I'm finally having to deal with surrogate UTF characters in Java. I'm encountering a problem trying to print them on a uxterm launched by Cygwin.
Here's a sample program. It intends to print mathematical italic small i (codepoint 119894):
public class PrintChar {
public static void main(String[] args) throws Exception {
int codepoint = 119894; // Mathematical italic small i
String s = new StringBuilder().appendCodePoint(codepoint).toString();
System.out.println("Codepoint " + codepoint + "=" + s);
}
}
When I run this, I get the output:
$ java -Dfile.encoding=UTF-8 -cp bin PrintChar
Codepoint 119894=?
But when I pipe the output through cat
, I get the expected result:
$ java -Dfile.encoding=UTF-8 -cp bin PrintChar | cat
Codepoint 119894=
Can someone explain why? It also happens with a regular cygwin terminal. It does not happen in a terminal run through VMware's vSphere. On that terminal I don't need the pipe to see the italic i.
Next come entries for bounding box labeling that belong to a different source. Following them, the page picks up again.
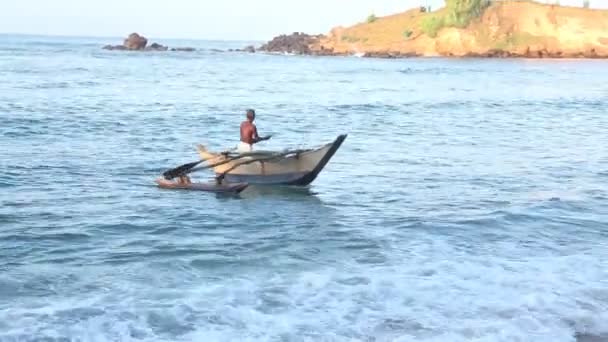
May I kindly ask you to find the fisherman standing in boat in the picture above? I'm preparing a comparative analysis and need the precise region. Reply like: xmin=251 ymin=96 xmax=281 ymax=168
xmin=237 ymin=109 xmax=271 ymax=152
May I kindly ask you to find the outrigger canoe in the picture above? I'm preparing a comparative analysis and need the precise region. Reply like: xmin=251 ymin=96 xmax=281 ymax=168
xmin=156 ymin=178 xmax=249 ymax=194
xmin=197 ymin=134 xmax=347 ymax=186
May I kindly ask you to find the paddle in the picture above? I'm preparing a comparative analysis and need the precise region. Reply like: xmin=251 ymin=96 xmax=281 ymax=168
xmin=163 ymin=160 xmax=205 ymax=180
xmin=215 ymin=150 xmax=308 ymax=184
xmin=163 ymin=152 xmax=274 ymax=180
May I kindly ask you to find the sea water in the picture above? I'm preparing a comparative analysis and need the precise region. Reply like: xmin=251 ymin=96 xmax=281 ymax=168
xmin=0 ymin=35 xmax=608 ymax=342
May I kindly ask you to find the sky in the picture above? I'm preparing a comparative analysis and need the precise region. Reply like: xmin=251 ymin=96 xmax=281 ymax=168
xmin=0 ymin=0 xmax=608 ymax=40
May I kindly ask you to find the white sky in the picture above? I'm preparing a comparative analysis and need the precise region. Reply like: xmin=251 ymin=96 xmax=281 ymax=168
xmin=0 ymin=0 xmax=608 ymax=40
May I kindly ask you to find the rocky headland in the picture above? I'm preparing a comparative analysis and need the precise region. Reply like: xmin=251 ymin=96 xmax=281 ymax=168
xmin=257 ymin=0 xmax=608 ymax=58
xmin=103 ymin=33 xmax=196 ymax=52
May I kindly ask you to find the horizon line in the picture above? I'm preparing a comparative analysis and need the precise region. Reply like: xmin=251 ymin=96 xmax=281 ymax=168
xmin=0 ymin=31 xmax=266 ymax=43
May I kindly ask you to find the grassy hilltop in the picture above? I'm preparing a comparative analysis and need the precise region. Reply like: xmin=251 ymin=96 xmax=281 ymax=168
xmin=296 ymin=0 xmax=608 ymax=58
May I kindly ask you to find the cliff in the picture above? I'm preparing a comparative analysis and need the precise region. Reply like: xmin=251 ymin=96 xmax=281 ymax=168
xmin=262 ymin=0 xmax=608 ymax=58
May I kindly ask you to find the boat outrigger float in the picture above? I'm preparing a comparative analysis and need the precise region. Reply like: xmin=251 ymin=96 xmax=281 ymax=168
xmin=156 ymin=134 xmax=347 ymax=193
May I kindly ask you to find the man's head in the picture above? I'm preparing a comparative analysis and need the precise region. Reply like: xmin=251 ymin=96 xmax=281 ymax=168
xmin=247 ymin=109 xmax=255 ymax=122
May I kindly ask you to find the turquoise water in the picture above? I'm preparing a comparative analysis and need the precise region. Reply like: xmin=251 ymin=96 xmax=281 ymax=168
xmin=0 ymin=36 xmax=608 ymax=341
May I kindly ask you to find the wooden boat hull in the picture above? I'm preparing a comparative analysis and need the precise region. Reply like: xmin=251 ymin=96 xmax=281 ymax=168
xmin=156 ymin=178 xmax=249 ymax=194
xmin=198 ymin=135 xmax=346 ymax=186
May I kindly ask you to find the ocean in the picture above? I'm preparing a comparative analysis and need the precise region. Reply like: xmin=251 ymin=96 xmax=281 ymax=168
xmin=0 ymin=35 xmax=608 ymax=342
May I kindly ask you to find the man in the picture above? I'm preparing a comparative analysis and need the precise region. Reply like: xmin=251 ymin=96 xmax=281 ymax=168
xmin=237 ymin=109 xmax=271 ymax=152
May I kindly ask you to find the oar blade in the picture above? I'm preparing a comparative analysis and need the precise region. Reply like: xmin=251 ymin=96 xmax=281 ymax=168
xmin=163 ymin=160 xmax=203 ymax=180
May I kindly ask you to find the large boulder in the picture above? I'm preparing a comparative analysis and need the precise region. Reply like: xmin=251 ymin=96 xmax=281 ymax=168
xmin=122 ymin=33 xmax=148 ymax=50
xmin=103 ymin=33 xmax=195 ymax=51
xmin=171 ymin=47 xmax=196 ymax=52
xmin=259 ymin=32 xmax=321 ymax=55
xmin=146 ymin=43 xmax=169 ymax=51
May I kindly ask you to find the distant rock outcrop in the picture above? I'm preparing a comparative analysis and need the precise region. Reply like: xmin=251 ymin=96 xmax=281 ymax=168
xmin=103 ymin=33 xmax=196 ymax=52
xmin=145 ymin=43 xmax=169 ymax=51
xmin=253 ymin=0 xmax=608 ymax=58
xmin=122 ymin=33 xmax=147 ymax=50
xmin=259 ymin=32 xmax=320 ymax=55
xmin=171 ymin=47 xmax=196 ymax=52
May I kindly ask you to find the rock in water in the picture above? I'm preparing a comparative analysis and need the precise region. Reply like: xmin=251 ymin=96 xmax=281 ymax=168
xmin=122 ymin=33 xmax=148 ymax=50
xmin=103 ymin=45 xmax=127 ymax=50
xmin=171 ymin=47 xmax=196 ymax=52
xmin=146 ymin=43 xmax=169 ymax=51
xmin=260 ymin=32 xmax=321 ymax=55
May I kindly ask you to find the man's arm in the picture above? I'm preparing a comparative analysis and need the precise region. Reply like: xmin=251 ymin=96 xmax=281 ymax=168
xmin=252 ymin=126 xmax=272 ymax=144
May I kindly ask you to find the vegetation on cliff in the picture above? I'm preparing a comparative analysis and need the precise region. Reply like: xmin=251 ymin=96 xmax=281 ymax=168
xmin=421 ymin=0 xmax=490 ymax=38
xmin=256 ymin=0 xmax=608 ymax=58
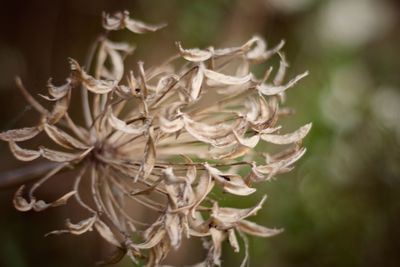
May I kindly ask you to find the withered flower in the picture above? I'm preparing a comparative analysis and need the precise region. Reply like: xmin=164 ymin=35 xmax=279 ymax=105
xmin=0 ymin=12 xmax=311 ymax=266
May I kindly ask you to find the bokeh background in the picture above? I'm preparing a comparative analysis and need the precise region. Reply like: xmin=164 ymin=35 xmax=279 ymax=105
xmin=0 ymin=0 xmax=400 ymax=267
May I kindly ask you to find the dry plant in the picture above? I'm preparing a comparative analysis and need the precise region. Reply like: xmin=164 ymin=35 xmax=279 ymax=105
xmin=0 ymin=12 xmax=311 ymax=266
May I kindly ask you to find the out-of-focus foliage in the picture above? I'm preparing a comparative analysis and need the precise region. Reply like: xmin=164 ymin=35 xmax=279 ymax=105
xmin=0 ymin=0 xmax=400 ymax=267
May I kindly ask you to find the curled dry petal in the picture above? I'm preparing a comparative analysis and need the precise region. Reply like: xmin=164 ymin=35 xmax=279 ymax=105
xmin=190 ymin=64 xmax=204 ymax=100
xmin=13 ymin=185 xmax=34 ymax=211
xmin=261 ymin=123 xmax=312 ymax=145
xmin=228 ymin=229 xmax=240 ymax=253
xmin=165 ymin=214 xmax=182 ymax=248
xmin=208 ymin=228 xmax=225 ymax=266
xmin=94 ymin=219 xmax=121 ymax=247
xmin=70 ymin=58 xmax=117 ymax=94
xmin=44 ymin=123 xmax=89 ymax=150
xmin=40 ymin=147 xmax=93 ymax=162
xmin=204 ymin=69 xmax=252 ymax=85
xmin=0 ymin=127 xmax=40 ymax=142
xmin=45 ymin=79 xmax=71 ymax=101
xmin=212 ymin=196 xmax=267 ymax=228
xmin=32 ymin=191 xmax=76 ymax=211
xmin=176 ymin=42 xmax=213 ymax=62
xmin=108 ymin=108 xmax=149 ymax=134
xmin=256 ymin=71 xmax=308 ymax=95
xmin=103 ymin=11 xmax=166 ymax=34
xmin=47 ymin=91 xmax=71 ymax=124
xmin=8 ymin=141 xmax=41 ymax=161
xmin=131 ymin=228 xmax=166 ymax=249
xmin=135 ymin=127 xmax=156 ymax=180
xmin=255 ymin=148 xmax=306 ymax=177
xmin=204 ymin=163 xmax=256 ymax=196
xmin=66 ymin=215 xmax=97 ymax=235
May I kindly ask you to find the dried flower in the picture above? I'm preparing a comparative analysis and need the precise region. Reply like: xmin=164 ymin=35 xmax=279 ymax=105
xmin=0 ymin=12 xmax=311 ymax=266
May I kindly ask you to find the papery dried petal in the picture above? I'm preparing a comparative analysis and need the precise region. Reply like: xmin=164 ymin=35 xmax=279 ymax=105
xmin=66 ymin=215 xmax=97 ymax=235
xmin=256 ymin=71 xmax=308 ymax=95
xmin=261 ymin=123 xmax=312 ymax=145
xmin=8 ymin=141 xmax=41 ymax=161
xmin=33 ymin=191 xmax=76 ymax=211
xmin=94 ymin=219 xmax=121 ymax=247
xmin=13 ymin=185 xmax=34 ymax=211
xmin=176 ymin=42 xmax=212 ymax=62
xmin=203 ymin=69 xmax=252 ymax=85
xmin=135 ymin=128 xmax=156 ymax=180
xmin=204 ymin=164 xmax=256 ymax=196
xmin=107 ymin=108 xmax=149 ymax=135
xmin=44 ymin=124 xmax=89 ymax=150
xmin=0 ymin=127 xmax=41 ymax=142
xmin=228 ymin=229 xmax=240 ymax=253
xmin=40 ymin=147 xmax=93 ymax=162
xmin=131 ymin=229 xmax=166 ymax=249
xmin=70 ymin=58 xmax=117 ymax=94
xmin=237 ymin=220 xmax=283 ymax=237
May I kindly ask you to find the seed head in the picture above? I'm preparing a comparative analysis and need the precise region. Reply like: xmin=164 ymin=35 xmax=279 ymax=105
xmin=0 ymin=11 xmax=311 ymax=266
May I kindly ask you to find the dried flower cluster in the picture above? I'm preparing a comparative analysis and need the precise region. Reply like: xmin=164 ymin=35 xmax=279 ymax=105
xmin=0 ymin=12 xmax=311 ymax=266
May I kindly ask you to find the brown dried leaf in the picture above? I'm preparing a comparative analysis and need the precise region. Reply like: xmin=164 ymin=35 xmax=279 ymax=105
xmin=8 ymin=141 xmax=41 ymax=161
xmin=0 ymin=127 xmax=41 ymax=142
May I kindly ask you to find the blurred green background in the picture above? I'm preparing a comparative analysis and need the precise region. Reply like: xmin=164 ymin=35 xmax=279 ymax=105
xmin=0 ymin=0 xmax=400 ymax=267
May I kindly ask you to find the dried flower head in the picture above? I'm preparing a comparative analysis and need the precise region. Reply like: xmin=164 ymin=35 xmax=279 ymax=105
xmin=0 ymin=12 xmax=311 ymax=266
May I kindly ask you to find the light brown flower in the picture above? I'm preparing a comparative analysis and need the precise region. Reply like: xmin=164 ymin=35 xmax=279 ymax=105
xmin=0 ymin=12 xmax=311 ymax=266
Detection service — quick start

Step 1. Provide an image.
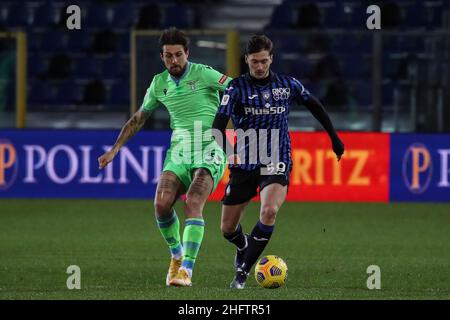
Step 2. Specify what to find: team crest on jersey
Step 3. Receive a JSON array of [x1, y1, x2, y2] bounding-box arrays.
[[272, 88, 291, 101], [263, 91, 270, 100], [220, 94, 230, 106], [187, 80, 197, 91]]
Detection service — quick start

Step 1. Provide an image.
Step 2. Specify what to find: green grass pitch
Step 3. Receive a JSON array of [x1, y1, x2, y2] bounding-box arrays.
[[0, 199, 450, 300]]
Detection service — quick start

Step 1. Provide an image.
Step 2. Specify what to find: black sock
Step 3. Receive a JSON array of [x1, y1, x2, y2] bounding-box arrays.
[[242, 221, 275, 272], [223, 224, 247, 250]]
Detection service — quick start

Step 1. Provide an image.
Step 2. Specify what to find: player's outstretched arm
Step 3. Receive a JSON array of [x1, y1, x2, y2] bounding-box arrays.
[[303, 95, 344, 161], [98, 110, 150, 169]]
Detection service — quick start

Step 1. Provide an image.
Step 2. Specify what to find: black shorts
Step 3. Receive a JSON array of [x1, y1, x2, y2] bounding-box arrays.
[[222, 169, 290, 205]]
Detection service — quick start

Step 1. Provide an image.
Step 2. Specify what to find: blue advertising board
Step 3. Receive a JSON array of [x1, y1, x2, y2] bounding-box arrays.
[[390, 134, 450, 202], [0, 130, 170, 199]]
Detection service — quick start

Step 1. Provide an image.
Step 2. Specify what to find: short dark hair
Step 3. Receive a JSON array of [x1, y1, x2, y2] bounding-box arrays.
[[245, 34, 273, 54], [159, 27, 189, 52]]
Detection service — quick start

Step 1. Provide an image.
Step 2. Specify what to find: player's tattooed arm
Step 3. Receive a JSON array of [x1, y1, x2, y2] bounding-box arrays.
[[113, 110, 150, 153], [98, 110, 150, 169], [212, 113, 234, 156], [303, 95, 344, 161]]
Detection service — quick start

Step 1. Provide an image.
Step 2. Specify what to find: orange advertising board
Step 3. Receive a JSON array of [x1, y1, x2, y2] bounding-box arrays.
[[210, 132, 390, 202]]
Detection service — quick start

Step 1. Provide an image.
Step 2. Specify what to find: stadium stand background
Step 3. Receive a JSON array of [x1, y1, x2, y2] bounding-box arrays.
[[0, 0, 450, 132]]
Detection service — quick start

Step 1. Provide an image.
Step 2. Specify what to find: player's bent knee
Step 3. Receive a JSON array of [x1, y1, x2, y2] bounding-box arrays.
[[220, 221, 237, 236], [261, 205, 278, 221], [184, 197, 205, 216], [154, 200, 172, 218]]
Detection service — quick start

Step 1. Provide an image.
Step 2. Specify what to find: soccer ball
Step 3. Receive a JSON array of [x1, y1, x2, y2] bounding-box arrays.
[[255, 255, 288, 289]]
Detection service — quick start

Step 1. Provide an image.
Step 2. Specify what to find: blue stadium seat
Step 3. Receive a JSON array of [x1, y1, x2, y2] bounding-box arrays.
[[28, 80, 55, 110], [33, 4, 55, 28], [266, 3, 294, 29], [352, 81, 372, 107], [116, 32, 131, 54], [67, 28, 92, 52], [86, 3, 113, 29], [102, 54, 130, 79], [107, 81, 130, 110], [54, 79, 81, 105], [41, 30, 69, 52], [112, 3, 138, 29], [74, 56, 102, 79], [27, 53, 48, 79], [2, 2, 31, 28], [163, 5, 192, 29], [339, 54, 371, 79]]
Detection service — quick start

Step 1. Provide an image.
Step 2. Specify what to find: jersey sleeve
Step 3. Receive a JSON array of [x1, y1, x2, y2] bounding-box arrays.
[[291, 78, 311, 104], [141, 78, 159, 113], [203, 66, 231, 91], [217, 81, 239, 117]]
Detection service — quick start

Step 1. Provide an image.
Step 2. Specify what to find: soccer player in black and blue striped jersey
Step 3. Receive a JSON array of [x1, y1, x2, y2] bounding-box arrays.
[[213, 35, 344, 289]]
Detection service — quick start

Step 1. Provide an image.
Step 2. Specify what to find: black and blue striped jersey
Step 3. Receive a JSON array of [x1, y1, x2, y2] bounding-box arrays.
[[218, 72, 310, 172]]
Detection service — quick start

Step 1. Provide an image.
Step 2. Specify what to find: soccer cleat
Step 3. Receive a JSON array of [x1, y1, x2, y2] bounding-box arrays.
[[166, 258, 183, 286], [234, 234, 248, 271], [230, 269, 248, 289], [169, 269, 192, 287]]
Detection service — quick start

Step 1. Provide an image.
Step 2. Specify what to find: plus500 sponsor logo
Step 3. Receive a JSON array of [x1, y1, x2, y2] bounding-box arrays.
[[402, 143, 450, 194], [244, 107, 286, 116], [0, 144, 164, 186]]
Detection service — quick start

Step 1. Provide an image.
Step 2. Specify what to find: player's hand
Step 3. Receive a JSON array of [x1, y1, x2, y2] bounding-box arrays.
[[333, 138, 344, 161], [98, 149, 117, 170], [227, 154, 241, 164]]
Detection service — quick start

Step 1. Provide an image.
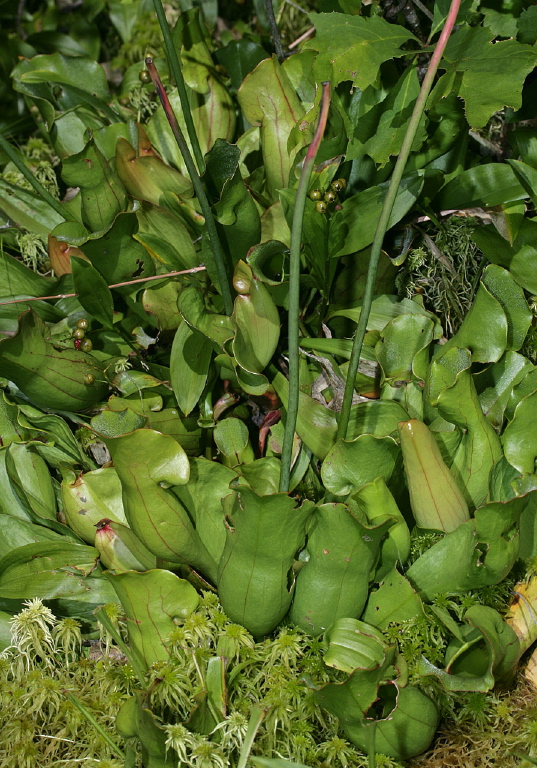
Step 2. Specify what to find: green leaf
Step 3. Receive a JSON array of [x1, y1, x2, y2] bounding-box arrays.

When working with encoding, you should always remember there is two operation: encoding and reading.
I'll guess what happenned. The ? you see on your terminal is how cygwin decode the utf-8 char encoded on a three byte array 11, 98, 94. ? is probably a "joker" char when cygwin can not understand the char you provided. By using cat, cat probably understand the utf-8 char, and detecting that your cygwin terminal is not configured to render utf-8, car is converting the char to another encoding charset(CP1252 - ISO8859?).
You can put the result of cat in a file, hexedit this file and check the binary result. It sure has changed and giving this value you can try to find which encoding it is.
To solve your problem (but there is not, the char is well printed in UTF-8), I think you just have to change the default charset of cygwin.
EDIT: imagine you have to code a text editor. First you'll need a graphical representation of each char (a font). Then you try to decode a binary file. You can either ask the user to provide with which charset to decode or try to figure it yourself (really hard). When you decode the file, if you encounter a sequence of byte you do not understand, you can either crash the program, or print a joker char (like ? for example)